Oh my goodness. So much immigration paperwork. For each child, there were 64 pages of documents. Some had to be notarized. All had to be scanned and apparently I'm an idiot about that. First off, our old printer was a champ at scanning and the new printer not so much. Or you have to stand there like an idiot and keep track of what page you are on and do it one.by.one. So I broke down and went to Kinko's and paid the lovely people that I now know by name from all of our FedExing documents.
Only to come home and discover that now that all my documents were scanned into one giant document that was too large to email. Even though I specifically asked Shannon at Kinko's to scan it at a low resolution so that it would be less than 25 MB. So I tried this Google share thing. Then cursed myself for spending money on something that probably wouldn't work. So then, I stood like an idiot, and scanned each document into separate PDFs and then sent my poor immigration helper 6 separate emails (not including the 2 original ones with the Google Share docs and also an email apologizing for all of my emails) with an accompanying 36 attachments.
This is where I'd like to thank the Wizard of Oz, Pixar, Dreamworks, and Disney Junior for parenting my children this past week. It is incredible the amount of ignoring your "in home children" done just to adopt more children.
So I sent my poor immigration helper about a dozen emails. Each containing an apology for all of the emails. I wanted to make sure all of my documents were correct before shipping them to her.
Guess what? She actually raved about my using the Google Share thing. She only had to open one attachment and was done looking at my documents likety split because she didn't have to open 6 emails and 36 attachments. (These are actual numbers, people. Not exaggerations. 36 attachments. 18 per child.)
So of course, I then sent her ANOTHER email telling her to please ignore my other bajillion emails. This made her type LOL. So gold star for me.
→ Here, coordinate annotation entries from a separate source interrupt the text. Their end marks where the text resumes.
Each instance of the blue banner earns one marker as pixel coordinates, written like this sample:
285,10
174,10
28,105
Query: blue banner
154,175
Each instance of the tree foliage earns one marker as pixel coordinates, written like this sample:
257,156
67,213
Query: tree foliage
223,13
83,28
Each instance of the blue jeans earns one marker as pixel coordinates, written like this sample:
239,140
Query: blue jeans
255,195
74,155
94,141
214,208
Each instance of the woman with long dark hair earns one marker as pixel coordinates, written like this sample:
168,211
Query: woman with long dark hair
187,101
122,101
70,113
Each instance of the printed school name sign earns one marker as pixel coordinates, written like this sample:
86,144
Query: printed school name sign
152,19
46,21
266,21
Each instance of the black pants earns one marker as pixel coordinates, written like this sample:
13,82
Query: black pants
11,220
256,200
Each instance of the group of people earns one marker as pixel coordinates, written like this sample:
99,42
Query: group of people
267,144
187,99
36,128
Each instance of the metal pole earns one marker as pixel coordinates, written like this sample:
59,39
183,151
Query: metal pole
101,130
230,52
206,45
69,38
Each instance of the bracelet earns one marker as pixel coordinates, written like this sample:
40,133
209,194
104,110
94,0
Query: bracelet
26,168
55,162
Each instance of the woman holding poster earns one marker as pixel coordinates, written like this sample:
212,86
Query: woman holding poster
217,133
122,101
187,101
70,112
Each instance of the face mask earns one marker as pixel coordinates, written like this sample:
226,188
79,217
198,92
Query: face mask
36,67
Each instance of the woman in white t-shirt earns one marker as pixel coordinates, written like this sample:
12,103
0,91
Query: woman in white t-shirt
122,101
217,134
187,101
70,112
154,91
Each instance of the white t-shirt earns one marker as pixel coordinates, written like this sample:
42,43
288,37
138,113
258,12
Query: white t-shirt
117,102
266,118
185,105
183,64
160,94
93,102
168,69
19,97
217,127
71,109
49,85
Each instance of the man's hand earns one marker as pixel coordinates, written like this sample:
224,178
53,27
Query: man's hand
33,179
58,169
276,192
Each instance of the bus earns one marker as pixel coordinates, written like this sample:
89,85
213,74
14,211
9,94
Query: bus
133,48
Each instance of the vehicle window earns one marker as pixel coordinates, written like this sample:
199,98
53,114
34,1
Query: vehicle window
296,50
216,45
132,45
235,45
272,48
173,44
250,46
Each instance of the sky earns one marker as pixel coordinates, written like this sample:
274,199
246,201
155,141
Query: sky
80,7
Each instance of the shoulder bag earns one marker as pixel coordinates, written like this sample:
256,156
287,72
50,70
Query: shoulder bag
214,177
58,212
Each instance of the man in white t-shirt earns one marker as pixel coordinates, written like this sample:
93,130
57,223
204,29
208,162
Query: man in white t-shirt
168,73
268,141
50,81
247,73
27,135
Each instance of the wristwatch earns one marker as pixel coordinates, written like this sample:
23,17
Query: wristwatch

My documents looked great and now they are off! Off to be matched with our translated court documents stating that Charlie and Mollie are all ours for forever and ever. We will petition the US gov't to list them as our immediate relatives and then request visas for them. This will take....
wait for it.....
anywhere between at least 4-9 months.
Because the US State Department is grossly understaffed in Kinshasha and they must investigate every case for fraud and corruption, both of which are rampant in the DRC. So it is necessary for them to make sure that we aren't participating in any child trafficking but so.freaking.long.
So. freaking. Long.
So maybe don't ask me when we will be traveling. Because honestly, if they hadn't just changed the investigation procedure, I would've said maybe May or June. But now I'm just praying to have my kids home by Thanksgiving. {Actually, I'm praying to travel this summer. Like all the time. I may or may not have had to have a come to Jesus meeting with Jesus about this. He sang me the "Be Patient" song and then gave me this whole Be still and know I am God, I am Father to the fatherless speech. Classic Jesus.}
I try not to think about the time too much. How every month they are over there kills me. How an armed militia marched into their hometown and took over the UN Compound this past weekend. How it finally quieted down thanks to the Congolese guard and some UN Peacekeepers and a healthy downpour of rain. (Cue Toto's Africa) But not before 35 people were killed. How Mollie will most likely turn 2 in an orphanage. And how that means we will HAVE to buy her a seat on the airplane. How I have swimsuits for them. How when I close my eyes I see them and if I try hard enough I can see them running around my backyard in a sprinkler. I try not to entertain those thoughts because then I just can't function. So I just try to sell my shirts and find the ones lost in the mail and prep for our facebook auction and feed, bathe, and clothe my family.
Lather. Rinse. Repeat.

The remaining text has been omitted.